Due to global warming, modifications in the distribution of species are already taking place, with significant changes in the taxa that inhabit mountainous regions, where they tend to move altitudinally in order to subsist (Lenoir, Gegout, Marquet, de Ruffray, & Brisse, 2008; Manzanilla-Quiñones, Aguirre-Calderón, Jiménez-Pérez, Treviño-Garza, & Yerena-Yamallel, 2019; Parolo & Rossi, 2008; Telwala, Brook, Manish, & Pandit, 2013). For this reason, it is a priority to carry out and analyze the simulations of climate change scenarios to determine which populations are at risk of disappearing due to the effects of climate change.
Conservation and seed production areas
Future models indicate that C. odorata will conserve a more suitable area of 88 603 to 64 342 ha, within the Calakmul, Los Petenes and Ría Celestún Biosphere Reserves (Figure 5). These reserves are located mainly in the municipalities of Hopelchén, Champotón and Calkiní in the state of Campeche, and in the municipality of Halachó in the state of Yucatán, where environmental conditions would serve as climatic refuges for the species in the near future (2030).

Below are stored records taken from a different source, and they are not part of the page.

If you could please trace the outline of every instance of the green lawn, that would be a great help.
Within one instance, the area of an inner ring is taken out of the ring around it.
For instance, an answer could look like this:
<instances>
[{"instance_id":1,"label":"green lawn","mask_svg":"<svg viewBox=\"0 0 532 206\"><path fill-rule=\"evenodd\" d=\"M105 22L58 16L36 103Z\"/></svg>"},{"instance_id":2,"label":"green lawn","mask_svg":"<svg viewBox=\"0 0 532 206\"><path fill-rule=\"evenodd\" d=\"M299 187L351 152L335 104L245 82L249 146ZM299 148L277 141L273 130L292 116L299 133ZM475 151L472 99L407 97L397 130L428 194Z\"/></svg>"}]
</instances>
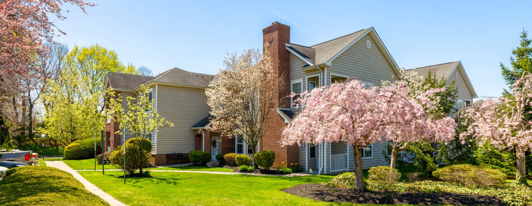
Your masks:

Regarding the Calakmul Biosphere Reserve, results are similar to those reported by Garza-López et al. (2016, 2018) for S. macrophylla and Lysiloma latisiliquum L. Benth. These results may be useful in selecting areas for migration or assisted recolonization for conservation and restoration purposes for C. odorata in the Yucatan Peninsula, as suggested by Saenz-Romero, Rehfeldt, Crookston, Duval, and Beaulieu (2009) and the Secretariat of the Convention on Biological Diversity (CDB, 2009); furthermore, proper management of these areas will directly benefit the protection of the species.
The suitable areas for seed production were mainly located in the Calakmul and Los Petenes Biosphere Reserve, in the state of Campeche, with maximum diameters between 50 and 80 cm and heights of 10 to 30 m within an area of 341 481 ha (Figure 6). In these areas there are red cedar trees with morphological and phenotypical conditions suitable for seed production and collection and with which it is feasible to establish in situ conservation and restoration activities. Navarro-Cerrillo, Clavero, Vidaña, Quero, and Duque-Lazo (2016) mention that defining germplasm-producing areas would help conservation and safeguard the genetic material of the species of interest.
Conclusions
The ecological niche models provided valuable information on the areas with the highest habitat quality suitability of Cedrela odorata in the current and future (2030) distribution in the Yucatan peninsula. The models helped to define areas of distribution with phenotypically desirable specimens for seed production and suitable for the conservation of the species in the natural protected areas of Calakmul, Los Petenes and Ría Celestún. The most relevant variable was vegetation, which means that the slightest change in this variable would severely affect the distribution of the species in the future. Niche models of C. odorata can be used to support restoration and conservation programs for the species, as well as to propose management strategies for the establishment of seed-producing zones and in-situ protection of the species' genetic pool. This type of study is extremely relevant in the conservation of species in the face of climate change in Mexico.